You are viewing a plain text version of this content. The canonical link for it is here.

Posted to user@mahout.apache.org by Pradhuman Jhala <Pr...@fox.com> on 2008/12/03 00:07:25 UTC

sparse matrix format

Hi,
 
I am looking for documentation on the input format, particularly, the sparse matrix format, supported by various supervised & unsupervised algorithms available in Mahout. It looks like 'sparse matrix format' is supported, but I am not able to find details of it. 
 
While looking at the way kmean clustering uses org.apache.mahout.matrix package, it seems, it expects data in the 
"[sM+2, index_1:value_1, index_2:value_2, ...., index_M:value_M, ] format, for it be considered as 'sparse'. Just wondering if this is correct and consistant across all clutering algorithms. 
 
thanks.
Pradhuman

Re: sparse matrix format

Posted by Jeff Eastman <jd...@windwardsolutions.com>.

Hi Pradhuman,

All of the clustering algorithms use our vector implementation, and the 
actual class used (Sparse or Dense) should depend upon the encoding 
format used.
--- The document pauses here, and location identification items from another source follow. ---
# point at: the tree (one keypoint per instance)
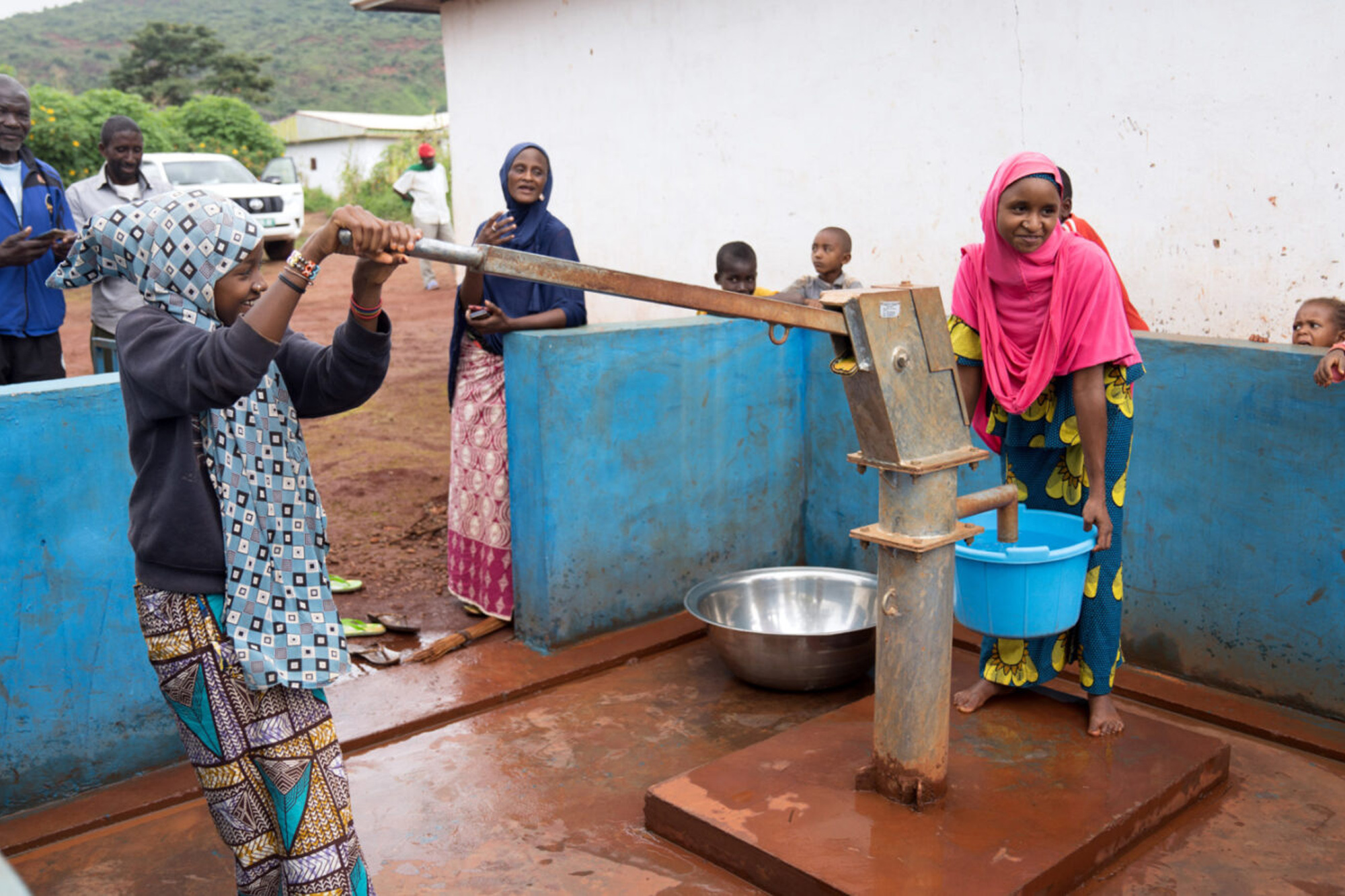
(237, 75)
(170, 63)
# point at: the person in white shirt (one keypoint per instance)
(120, 181)
(426, 186)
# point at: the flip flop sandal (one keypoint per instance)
(395, 622)
(345, 585)
(381, 655)
(361, 628)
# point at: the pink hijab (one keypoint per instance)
(1040, 314)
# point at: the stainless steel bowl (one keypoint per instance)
(792, 627)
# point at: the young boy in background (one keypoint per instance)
(831, 255)
(735, 270)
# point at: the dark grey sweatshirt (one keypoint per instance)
(171, 372)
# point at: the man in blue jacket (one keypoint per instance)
(33, 239)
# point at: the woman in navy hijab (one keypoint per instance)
(479, 563)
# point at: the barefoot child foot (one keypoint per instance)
(1104, 719)
(972, 698)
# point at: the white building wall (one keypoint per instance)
(1203, 138)
(322, 162)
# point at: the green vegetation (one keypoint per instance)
(376, 192)
(170, 63)
(318, 200)
(323, 53)
(65, 128)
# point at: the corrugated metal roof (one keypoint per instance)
(310, 124)
(397, 6)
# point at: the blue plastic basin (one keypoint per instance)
(1027, 589)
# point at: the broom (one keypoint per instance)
(455, 641)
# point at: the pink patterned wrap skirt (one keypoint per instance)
(479, 555)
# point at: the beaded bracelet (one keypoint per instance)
(289, 282)
(303, 267)
(365, 314)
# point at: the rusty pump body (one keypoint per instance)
(894, 350)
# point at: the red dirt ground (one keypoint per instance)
(383, 469)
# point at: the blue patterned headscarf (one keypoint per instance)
(279, 610)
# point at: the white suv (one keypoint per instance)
(276, 202)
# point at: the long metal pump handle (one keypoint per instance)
(562, 272)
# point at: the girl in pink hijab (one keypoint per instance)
(1048, 362)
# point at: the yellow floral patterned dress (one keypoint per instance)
(1043, 454)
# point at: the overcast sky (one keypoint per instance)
(14, 7)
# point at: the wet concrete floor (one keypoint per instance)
(545, 794)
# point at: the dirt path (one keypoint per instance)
(383, 469)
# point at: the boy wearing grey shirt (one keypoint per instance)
(120, 181)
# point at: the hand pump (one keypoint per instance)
(894, 352)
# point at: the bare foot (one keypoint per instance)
(972, 698)
(1104, 719)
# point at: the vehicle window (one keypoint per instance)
(280, 171)
(208, 171)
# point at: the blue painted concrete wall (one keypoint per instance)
(1235, 518)
(79, 701)
(1235, 533)
(644, 459)
(649, 456)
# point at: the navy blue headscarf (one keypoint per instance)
(540, 232)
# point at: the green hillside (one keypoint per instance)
(325, 56)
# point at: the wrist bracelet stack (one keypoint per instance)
(362, 313)
(307, 271)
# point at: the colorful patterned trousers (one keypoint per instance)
(268, 762)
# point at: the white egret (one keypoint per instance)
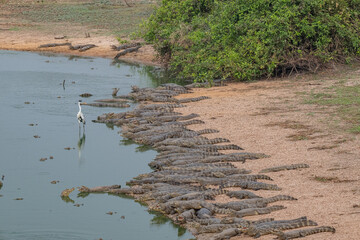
(80, 116)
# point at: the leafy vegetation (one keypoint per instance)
(247, 39)
(344, 99)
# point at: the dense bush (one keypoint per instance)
(247, 39)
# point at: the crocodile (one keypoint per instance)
(98, 189)
(243, 194)
(194, 99)
(226, 234)
(217, 228)
(285, 167)
(160, 106)
(258, 211)
(190, 142)
(261, 229)
(254, 202)
(102, 104)
(251, 185)
(208, 221)
(210, 147)
(186, 216)
(203, 213)
(124, 46)
(54, 45)
(302, 232)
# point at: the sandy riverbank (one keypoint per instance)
(269, 117)
(266, 116)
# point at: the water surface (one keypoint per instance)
(34, 102)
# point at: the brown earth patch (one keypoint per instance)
(270, 117)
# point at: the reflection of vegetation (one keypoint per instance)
(143, 148)
(83, 194)
(160, 219)
(181, 231)
(110, 125)
(122, 195)
(67, 199)
(127, 142)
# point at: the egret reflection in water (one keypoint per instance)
(81, 142)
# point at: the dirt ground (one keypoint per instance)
(21, 34)
(266, 116)
(270, 117)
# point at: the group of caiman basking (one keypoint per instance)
(190, 170)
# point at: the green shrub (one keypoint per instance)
(247, 39)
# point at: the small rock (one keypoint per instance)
(86, 95)
(66, 192)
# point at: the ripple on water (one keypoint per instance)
(38, 234)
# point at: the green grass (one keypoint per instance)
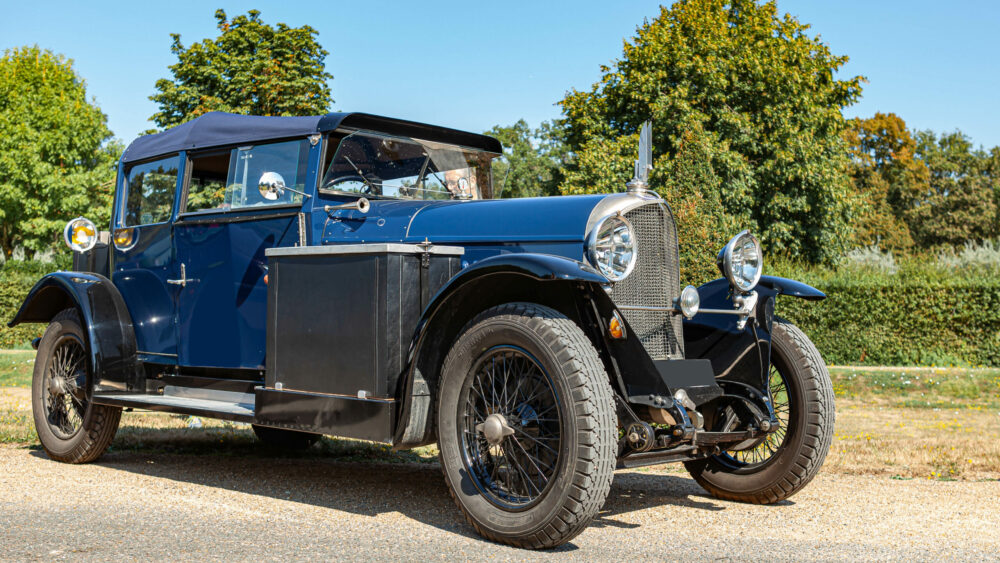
(920, 387)
(16, 368)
If you write a preprocessor job to get your input vectors 
in the right format before running a clustering job on them I suggest 
using the SparseVector implementation. It will serialize itself in a 
manner similar to your example (though I'd expect to see just '[sM, ' 
where M is the cardinality of the vector).

Jeff

Pradhuman Jhala wrote:
> Hi,
>  
> I am looking for documentation on the input format, particularly, the sparse matrix format, supported by various supervised & unsupervised algorithms available in Mahout. It looks like 'sparse matrix format' is supported, but I am not able to find details of it. 
>  
> While looking at the way kmean clustering uses org.apache.mahout.matrix package, it seems, it expects data in the 
> "[sM+2, index_1:value_1, index_2:value_2, ...., index_M:value_M, ] format, for it be considered as 'sparse'. Just wondering if this is correct and consistant across all clutering algorithms. 
>  
> thanks.
> Pradhuman 
>
>